Here is an example of the output for the first Stripe:
Stripe 1:
Column 0: count: 3845120 hasNull: false
Column 1: count: 3845120 hasNull: false min: a max: b sum: 246087680
Column 2: count: 3845120 hasNull: false min: aa max: bb sum: 30288860
Column 3: count: 3845120 hasNull: false min: aaa max: bbb sum: 89174415
Column 4: count: 3845120 hasNull: false
Column 5: count: 3845120 hasNull: false min: 2019-09-24 00:00:00.0 max: 2019-09-24 23:45:00.0 min UTC: 2019-09-24 02:00:00.0 max UTC: 2019-09-25 01:45:00.0
Column 6: count: 3845120 hasNull: false min: 2019-09-24 00:15:00.0 max: 2019-09-25 00:00:00.0 min UTC: 2019-09-24 02:15:00.0 max UTC: 2019-09-25 02:00:00.0
Column 7: count: 3845120 hasNull: false min: 1 max: 36680 sum: 36262602
And in the detailed output after listing all the stripes (again for the first stripe):
Stripes:
Stripe: offset: 3 data: 17106250 rows: 3845120 tail: 185 index: 51578
Stream: column 0 section ROW_INDEX start: 3 length 55
Stream: column 1 section ROW_INDEX start: 58 length 21324
Stream: column 2 section ROW_INDEX start: 21382 length 3944
Stream: column 3 section ROW_INDEX start: 25326 length 12157
Stream: column 4 section ROW_INDEX start: 37483 length 55
Stream: column 5 section ROW_INDEX start: 37538 length 4581
Stream: column 6 section ROW_INDEX start: 42119 length 4581
Stream: column 7 section ROW_INDEX start: 46700 length 4881
Stream: column 1 section DATA start: 51581 length 57693
Stream: column 1 section LENGTH start: 109274 length 16
Stream: column 1 section DICTIONARY_DATA start: 109290 length 623365
Stream: column 2 section DATA start: 732655 length 447898
Stream: column 2 section LENGTH start: 1180553 length 148
Stream: column 2 section DICTIONARY_DATA start: 1180701 length 968
Stream: column 3 section DATA start: 1181669 length 2449521
Stream: column 3 section LENGTH start: 3631190 length 6138
Stream: column 3 section DICTIONARY_DATA start: 3637328 length 303255
Stream: column 5 section DATA start: 3940583 length 5329298
Stream: column 5 section SECONDARY start: 9269881 length 172
Stream: column 6 section DATA start: 9270053 length 5334123
Stream: column 6 section SECONDARY start: 14604176 length 172
Stream: column 7 section DATA start: 14604348 length 2553483
Encoding column 0: DIRECT
Encoding column 1: DICTIONARY_V2[16914]
Encoding column 2: DICTIONARY_V2[214]
Encoding column 3: DICTIONARY_V2[72863]
Encoding column 4: DIRECT
Encoding column 5: DIRECT_V2
Encoding column 6: DIRECT_V2
Encoding column 7: DIRECT_V2
What is recommended here? Hive defaults seem to mention 256MB but this seems to be a completely different value range than what spark computes. What is the rationale here?
So why does:
spark.conf.get("orc.dictionary.key.threshold")
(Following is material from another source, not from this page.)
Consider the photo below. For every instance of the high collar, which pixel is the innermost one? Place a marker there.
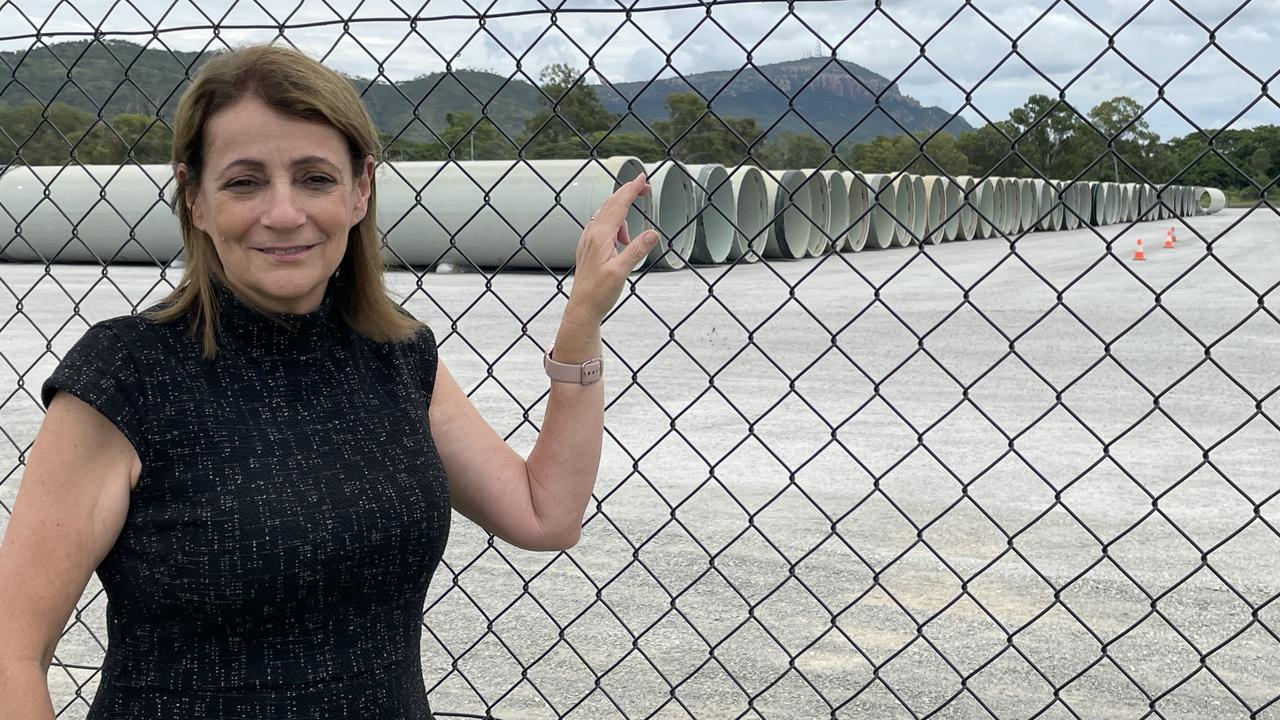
(277, 333)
java.util.NoSuchElementException: orc.dictionary.key.threshold
fail even though it can be seen clearly that somehow dictionaries are set? Looking at spark's code base I cannot identify this property being set anywhere https://github.com/apache/spark/search?q=orc.dictionary.key.threshold&unscoped_q=orc.dictionary.key.threshold
orc goodies
Recent versions of orc introduced bloom-filters and indices. Can these also be used from spark?
other tuning tips
Please share any other tips for tuning with me.